Overall, the episode is not completely terrible. It is amusing and interesting and provides some solid nutrition education. What I take issue with though is how the simple carbohydrates are portrayed as “naughty crazy partiers,” while the other nutrients are shows as the “good” ones. Young children have very binary thinking, and setting up this “good food/bad food” dichotomy is not necessarily helpful. The message that children will hear from this is that “good foods” such as protein, healthy fats, complex carbohydrates, and vitamins and minerals are to be put up on a pedestal while simple sugars make you sick. This also gives simple sugars the allure of the forbidden food and can result in children over-valuing these foods rather than just having a neutral place in the diet. Kids are naturally born with the ability to be intuitive eaters, and the more that we intervene and try to push them in the direction of “healthy” foods, away from “bad” foods and scare them about the consequences of eating said “bad” foods, the more likely that they will lose their ability to eat intuitively.
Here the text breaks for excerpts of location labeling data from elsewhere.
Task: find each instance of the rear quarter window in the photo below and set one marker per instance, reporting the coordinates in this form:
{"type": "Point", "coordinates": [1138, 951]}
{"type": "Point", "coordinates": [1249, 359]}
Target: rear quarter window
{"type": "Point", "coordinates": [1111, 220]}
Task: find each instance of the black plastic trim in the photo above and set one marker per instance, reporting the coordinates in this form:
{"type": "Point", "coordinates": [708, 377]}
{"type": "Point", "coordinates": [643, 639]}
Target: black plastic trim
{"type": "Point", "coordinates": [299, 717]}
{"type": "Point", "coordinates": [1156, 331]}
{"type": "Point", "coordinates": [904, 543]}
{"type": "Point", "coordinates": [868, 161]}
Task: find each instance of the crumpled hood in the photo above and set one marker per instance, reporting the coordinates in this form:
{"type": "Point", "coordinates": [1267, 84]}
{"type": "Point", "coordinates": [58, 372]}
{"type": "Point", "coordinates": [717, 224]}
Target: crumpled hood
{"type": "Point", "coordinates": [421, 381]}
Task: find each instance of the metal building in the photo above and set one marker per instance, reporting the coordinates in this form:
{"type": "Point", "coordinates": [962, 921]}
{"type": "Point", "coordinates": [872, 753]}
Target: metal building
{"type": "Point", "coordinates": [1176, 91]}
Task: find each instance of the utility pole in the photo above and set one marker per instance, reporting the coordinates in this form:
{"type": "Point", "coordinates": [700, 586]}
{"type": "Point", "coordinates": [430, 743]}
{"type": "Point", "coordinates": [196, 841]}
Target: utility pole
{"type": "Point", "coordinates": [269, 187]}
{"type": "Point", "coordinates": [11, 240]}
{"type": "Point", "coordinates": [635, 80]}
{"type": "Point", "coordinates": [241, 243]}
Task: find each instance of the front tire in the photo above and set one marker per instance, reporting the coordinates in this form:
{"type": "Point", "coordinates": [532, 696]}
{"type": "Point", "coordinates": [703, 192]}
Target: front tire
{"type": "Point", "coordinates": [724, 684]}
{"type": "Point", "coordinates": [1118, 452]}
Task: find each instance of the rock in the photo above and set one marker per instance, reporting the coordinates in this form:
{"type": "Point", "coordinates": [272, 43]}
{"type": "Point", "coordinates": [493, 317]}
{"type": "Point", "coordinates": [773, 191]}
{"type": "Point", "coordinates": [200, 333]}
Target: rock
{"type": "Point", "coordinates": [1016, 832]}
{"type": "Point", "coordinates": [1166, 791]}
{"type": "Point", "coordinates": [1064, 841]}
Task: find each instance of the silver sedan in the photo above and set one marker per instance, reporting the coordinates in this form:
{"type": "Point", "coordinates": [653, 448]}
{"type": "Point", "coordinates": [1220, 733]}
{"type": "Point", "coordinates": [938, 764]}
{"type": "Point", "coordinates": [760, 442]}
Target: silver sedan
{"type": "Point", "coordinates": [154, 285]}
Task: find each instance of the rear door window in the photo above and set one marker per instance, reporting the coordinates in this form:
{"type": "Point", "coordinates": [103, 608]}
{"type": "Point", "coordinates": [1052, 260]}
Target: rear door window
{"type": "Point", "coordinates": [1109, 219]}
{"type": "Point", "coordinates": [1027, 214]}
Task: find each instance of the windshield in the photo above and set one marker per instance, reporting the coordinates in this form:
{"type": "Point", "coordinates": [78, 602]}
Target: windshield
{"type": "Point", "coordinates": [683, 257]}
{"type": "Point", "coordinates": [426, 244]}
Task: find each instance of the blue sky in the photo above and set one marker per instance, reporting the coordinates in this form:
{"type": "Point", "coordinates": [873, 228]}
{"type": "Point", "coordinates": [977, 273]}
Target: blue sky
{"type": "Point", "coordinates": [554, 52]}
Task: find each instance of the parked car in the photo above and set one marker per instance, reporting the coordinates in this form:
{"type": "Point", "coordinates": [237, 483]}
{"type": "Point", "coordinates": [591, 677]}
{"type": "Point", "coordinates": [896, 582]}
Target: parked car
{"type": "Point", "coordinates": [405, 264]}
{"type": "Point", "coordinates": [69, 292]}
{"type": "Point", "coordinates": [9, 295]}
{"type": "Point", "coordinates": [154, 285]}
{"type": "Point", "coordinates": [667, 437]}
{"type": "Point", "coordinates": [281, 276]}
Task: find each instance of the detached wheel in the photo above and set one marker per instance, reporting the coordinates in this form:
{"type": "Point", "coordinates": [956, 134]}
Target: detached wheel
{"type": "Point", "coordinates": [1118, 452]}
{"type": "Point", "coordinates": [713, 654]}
Aside from very general nutrition education, namely telling kids that eating a wide variety of foods will help their bodies grow and feel good, I don’t think that getting into the nitty-gritty of how protein, fat, and carbohydrates function is particularly helpful. In our diet-obsessed culture that demonizes sugar and is responsible for the “childhood obesity epidemic,” these types of messages around nutrition do more harm than good. If you do end up watching this episode with your child, please be sure to explain that sugar is not the enemy and that there is more to food than just the nutrients they contain. Food is about connection, tradition, history and pleasure, not just nutritional content.